Bleah.
It turned out that mere hpt370 read/write test hadn't caused it. My
colleague had launched "ping -f" on background which had immediately
triggered the oops. (When I found the oops on the screen, I initially tought
he had just left the hpt370 read/write test running and left.)
We booted and tried to reproduce it. ping -f didn't immediately trigger it,
but after a while it happened. We got a number of oopses one of which was
similar to the first one and one of which showed process table corruption
(the name of the process in the oops was a random ascii pattern.)
We also got the oops with 2.2.20+patches, so this is not a pre2 thing.
Rather, the difference is that we now ran ping -f on background.
The bad news is that all the bios setting configurations we thought stable
(that had run the hpt370 read/write test without a hitch for days) now give
oopses and corruption pretty quickly when we run ping -f on background :(.
Also, ping -f shows "...EEE.EE.EEE.." which I gather means the packets get
corrupted somewhere.
I'm not too hopeful regarding finding a set of bios settings that would fix
this.

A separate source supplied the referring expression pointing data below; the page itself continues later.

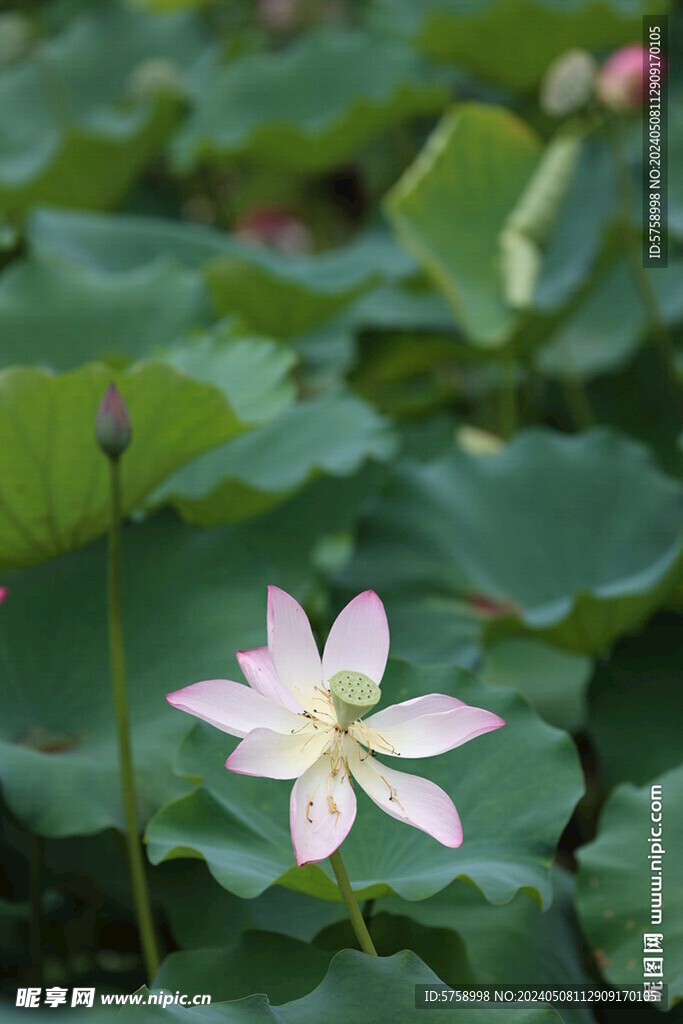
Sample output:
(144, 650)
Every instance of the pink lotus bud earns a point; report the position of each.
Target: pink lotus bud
(621, 81)
(113, 429)
(276, 227)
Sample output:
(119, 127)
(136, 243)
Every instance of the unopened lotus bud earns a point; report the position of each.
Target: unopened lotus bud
(113, 429)
(621, 81)
(15, 37)
(275, 227)
(477, 441)
(156, 78)
(353, 694)
(568, 84)
(279, 15)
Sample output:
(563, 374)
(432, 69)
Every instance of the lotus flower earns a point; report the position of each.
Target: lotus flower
(621, 83)
(301, 718)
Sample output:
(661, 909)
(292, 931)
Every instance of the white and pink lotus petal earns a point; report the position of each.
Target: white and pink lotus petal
(292, 646)
(408, 798)
(358, 640)
(260, 674)
(274, 755)
(425, 726)
(322, 810)
(232, 708)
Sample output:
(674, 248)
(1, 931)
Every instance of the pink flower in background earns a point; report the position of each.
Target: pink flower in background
(621, 81)
(301, 718)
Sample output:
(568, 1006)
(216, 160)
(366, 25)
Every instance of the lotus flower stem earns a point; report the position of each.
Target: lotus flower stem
(135, 861)
(357, 924)
(35, 883)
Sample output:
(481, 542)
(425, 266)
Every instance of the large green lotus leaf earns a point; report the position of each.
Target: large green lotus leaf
(72, 135)
(60, 314)
(541, 529)
(263, 105)
(256, 962)
(522, 36)
(355, 987)
(451, 206)
(335, 434)
(553, 681)
(491, 949)
(274, 294)
(609, 324)
(312, 534)
(634, 705)
(181, 886)
(614, 879)
(53, 478)
(252, 372)
(121, 242)
(285, 297)
(190, 600)
(513, 810)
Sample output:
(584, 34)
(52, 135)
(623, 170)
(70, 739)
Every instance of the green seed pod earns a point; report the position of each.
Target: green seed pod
(353, 695)
(529, 226)
(568, 83)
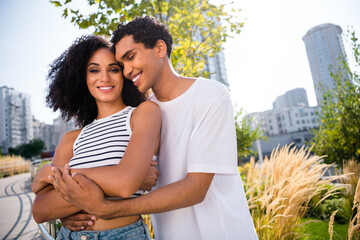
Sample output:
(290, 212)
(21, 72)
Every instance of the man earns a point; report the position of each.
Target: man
(199, 194)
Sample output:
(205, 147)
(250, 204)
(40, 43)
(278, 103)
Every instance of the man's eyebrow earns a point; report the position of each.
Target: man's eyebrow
(127, 53)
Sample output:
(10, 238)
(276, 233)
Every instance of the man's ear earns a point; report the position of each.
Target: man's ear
(160, 48)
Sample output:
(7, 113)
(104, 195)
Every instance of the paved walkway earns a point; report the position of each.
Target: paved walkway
(16, 200)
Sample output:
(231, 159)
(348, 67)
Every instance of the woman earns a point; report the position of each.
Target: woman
(87, 84)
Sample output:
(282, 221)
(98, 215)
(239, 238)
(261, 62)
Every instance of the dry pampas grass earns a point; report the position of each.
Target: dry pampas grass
(280, 189)
(354, 226)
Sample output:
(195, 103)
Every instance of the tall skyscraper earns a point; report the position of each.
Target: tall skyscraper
(15, 118)
(324, 46)
(293, 98)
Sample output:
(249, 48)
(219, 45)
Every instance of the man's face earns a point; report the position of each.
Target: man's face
(141, 65)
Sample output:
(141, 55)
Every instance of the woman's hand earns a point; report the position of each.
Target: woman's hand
(41, 179)
(150, 178)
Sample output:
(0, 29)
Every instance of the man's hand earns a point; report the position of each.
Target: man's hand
(150, 177)
(78, 221)
(41, 178)
(77, 189)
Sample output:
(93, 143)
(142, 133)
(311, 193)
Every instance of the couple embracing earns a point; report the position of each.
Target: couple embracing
(182, 138)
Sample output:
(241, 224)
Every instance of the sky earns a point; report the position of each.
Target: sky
(267, 59)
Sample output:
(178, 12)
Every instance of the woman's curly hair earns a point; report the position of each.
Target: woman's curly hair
(146, 30)
(68, 90)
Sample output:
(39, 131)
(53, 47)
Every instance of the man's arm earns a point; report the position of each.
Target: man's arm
(48, 204)
(184, 193)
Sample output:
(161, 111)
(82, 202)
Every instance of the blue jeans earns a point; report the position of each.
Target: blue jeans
(136, 230)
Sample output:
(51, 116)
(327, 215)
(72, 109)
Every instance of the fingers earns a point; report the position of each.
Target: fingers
(58, 183)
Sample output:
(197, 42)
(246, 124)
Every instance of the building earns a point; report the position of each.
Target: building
(289, 122)
(61, 127)
(15, 118)
(293, 98)
(324, 46)
(45, 132)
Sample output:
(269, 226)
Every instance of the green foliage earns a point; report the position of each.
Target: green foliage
(245, 136)
(339, 201)
(338, 136)
(28, 150)
(197, 26)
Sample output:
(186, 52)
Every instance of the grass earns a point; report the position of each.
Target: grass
(11, 165)
(319, 230)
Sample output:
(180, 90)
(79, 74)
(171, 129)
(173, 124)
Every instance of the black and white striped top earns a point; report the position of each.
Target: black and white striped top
(103, 142)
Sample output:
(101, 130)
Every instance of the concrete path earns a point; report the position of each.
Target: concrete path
(16, 200)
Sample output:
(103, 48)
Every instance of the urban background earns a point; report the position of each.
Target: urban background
(291, 69)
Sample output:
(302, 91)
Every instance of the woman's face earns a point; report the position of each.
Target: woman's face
(104, 77)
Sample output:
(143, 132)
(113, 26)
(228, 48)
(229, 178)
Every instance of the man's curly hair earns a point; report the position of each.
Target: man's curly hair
(146, 30)
(68, 90)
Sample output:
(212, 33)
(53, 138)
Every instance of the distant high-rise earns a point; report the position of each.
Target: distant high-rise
(293, 98)
(15, 118)
(324, 46)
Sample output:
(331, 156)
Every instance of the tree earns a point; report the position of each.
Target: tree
(28, 150)
(338, 136)
(198, 27)
(245, 135)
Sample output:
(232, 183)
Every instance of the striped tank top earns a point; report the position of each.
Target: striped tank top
(103, 142)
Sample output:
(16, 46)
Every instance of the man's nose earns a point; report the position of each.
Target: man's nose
(127, 71)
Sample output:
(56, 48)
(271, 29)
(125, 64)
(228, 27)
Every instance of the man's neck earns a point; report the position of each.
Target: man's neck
(171, 85)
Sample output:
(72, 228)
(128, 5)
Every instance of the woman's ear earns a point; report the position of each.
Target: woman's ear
(161, 48)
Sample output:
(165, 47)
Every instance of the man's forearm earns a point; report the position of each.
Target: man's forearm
(184, 193)
(49, 205)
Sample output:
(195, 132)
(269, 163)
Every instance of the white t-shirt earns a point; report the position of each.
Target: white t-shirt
(198, 135)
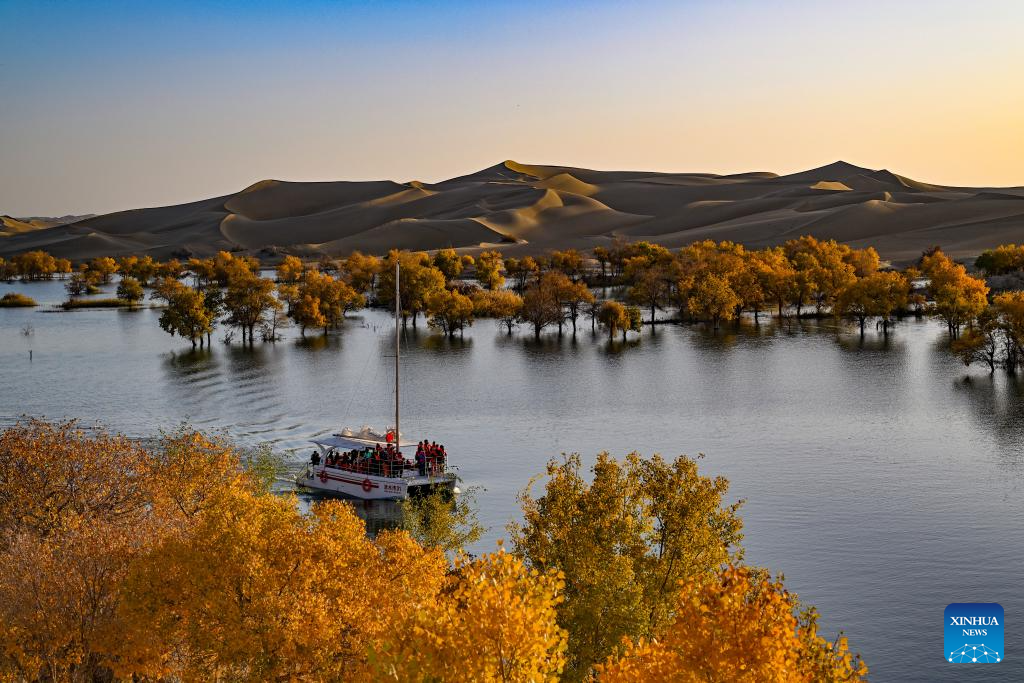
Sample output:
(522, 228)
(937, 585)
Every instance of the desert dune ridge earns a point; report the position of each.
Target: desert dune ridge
(528, 208)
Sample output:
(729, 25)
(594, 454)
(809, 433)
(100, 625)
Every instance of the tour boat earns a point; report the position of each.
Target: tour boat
(392, 481)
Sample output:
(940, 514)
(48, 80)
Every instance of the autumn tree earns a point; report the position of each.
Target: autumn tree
(494, 621)
(104, 266)
(651, 273)
(290, 269)
(320, 300)
(449, 262)
(982, 342)
(491, 269)
(864, 261)
(441, 520)
(130, 290)
(733, 627)
(541, 306)
(419, 279)
(614, 317)
(1010, 307)
(602, 256)
(142, 269)
(185, 312)
(712, 298)
(360, 270)
(775, 275)
(521, 271)
(35, 264)
(568, 262)
(78, 508)
(624, 539)
(248, 299)
(504, 305)
(1003, 259)
(450, 311)
(956, 297)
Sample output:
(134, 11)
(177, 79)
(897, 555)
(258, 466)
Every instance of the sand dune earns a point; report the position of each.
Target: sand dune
(524, 208)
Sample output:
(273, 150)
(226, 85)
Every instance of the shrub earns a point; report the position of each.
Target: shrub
(16, 300)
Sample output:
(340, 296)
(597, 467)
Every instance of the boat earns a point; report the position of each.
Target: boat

It seems the "stable" configuration we found just hid the problem, but
when we push the board further, it appears again.
The two disks on HPT370 read on parallel give about 60MB/s. Add the 10MB/s
from 3c905 to that, and we are pretty close to the 75MB/s number that I've
seen referred somewhere(1) as the maximum Via KT133 can do.
My conclusion at this point is that Via KT133 / Abit KT7-RAID pci transfer
is positively FUBAR, and no sane person should touch the bugger with a ten
foot pole. I'd be happy to be proven wrong, though.